Thankfully, Gary Richrath’s string bending and tremolo picking bring the listener back from the arena-rock astral plane into the real world.
08. “Let's Go Crazy,” Prince
The Purp goes crazy as this ultimate party tune winds down, showing off his wah-wah-laced Hendrixisms. Judging by the ecstatic state of his solo, he doesn’t want the party to die.
But the realization finally hits home that the party must end. Then what? The giant comedown known as Under the Cherry Moon.
07. “21st Century Schizoid Man,” King Crimson
The end homes in on the most addictive part of the riff—Robert Fripp’s chromatic power-chord progression—and accelerates until it becomes a blur of tones, symbolic, perhaps, of human addiction patterns, obsessive behavior, and mental illness.
I mean, can you down a bag of potato chips once it’s open? That’s what this riff is like. Do the research.

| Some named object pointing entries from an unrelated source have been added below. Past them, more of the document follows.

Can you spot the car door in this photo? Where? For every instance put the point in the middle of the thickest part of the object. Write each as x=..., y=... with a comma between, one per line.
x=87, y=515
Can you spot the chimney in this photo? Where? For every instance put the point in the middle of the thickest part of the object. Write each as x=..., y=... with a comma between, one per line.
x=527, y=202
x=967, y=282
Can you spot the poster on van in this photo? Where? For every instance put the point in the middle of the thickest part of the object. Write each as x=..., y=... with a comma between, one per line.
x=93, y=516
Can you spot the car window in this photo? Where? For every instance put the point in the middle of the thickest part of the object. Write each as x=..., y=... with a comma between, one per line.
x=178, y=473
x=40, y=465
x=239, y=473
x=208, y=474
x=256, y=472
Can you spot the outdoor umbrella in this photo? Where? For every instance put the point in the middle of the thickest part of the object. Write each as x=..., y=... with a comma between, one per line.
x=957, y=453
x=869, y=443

06. “Shy Boy,” David Lee Roth
Vai, Sheehan. Sheehan, Vai. When David Lee Roth combined the talents of these two stringmen, he unleashed the shred equivalent of a nuclear fission reaction. The furious four-handed tapping makes one realize the importance of science to our daily lives.
05. “Paradise City,” Guns N’ Roses
Rarely has an ending been so uncanny. Axl F. Rose’s repeated pleas for someone to take him home express a young man’s basic yearning for stability and warmth. Slash just wants to play faster and faster. This conflict foreshadows what would for the band grow into an appetite for self-destruction.
04. “Metal Head,” Blotto
This obscure group, in a parody of ’80s heavy metal, takes the ever-loving piss out of the drawn-out rock ’n’ roll ending by practically turning it into its own movement.
Obviously, they espouse the philosophy that life is a joke. Blue Oyster Cult’s Buck Dharma vouches for Blotto, though, by playing lead guitar on the track.
03. “Hot for Teacher,” Van Halen
Eddie uses his space-age finger slides and tremolo picking to sound like a laser weapon battle from a late-’70s sci-fi flick, while brother Alex runs in place on his double bass pedals and David Lee Roth howls till his heart’s content. You don’t have to be Freud to figure out what pubescent fantasy an ending of this magnitude symbolizes. Orgasm. Oh, my gawd.
02. “Highway to Hell,” AC/DC
Whether or not this song is truly about Hell doesn’t matter. How the Young brothers wind it out—furiously strumming their chords, whittling away at the pentatonic scale, and battering up against Bon Scott’s wails—evokes a descent into an underworld of Wagnerian proportions.
01. “Won't Get Fooled Again,” The Who
The tension of the synth interlude and the subsequent release—by way of Pete Townshend’s gargantuan power chords and Roger Daltrey’s vocal-chord-shredding scream—at the time encapsulated what we now refer to as “going postal.”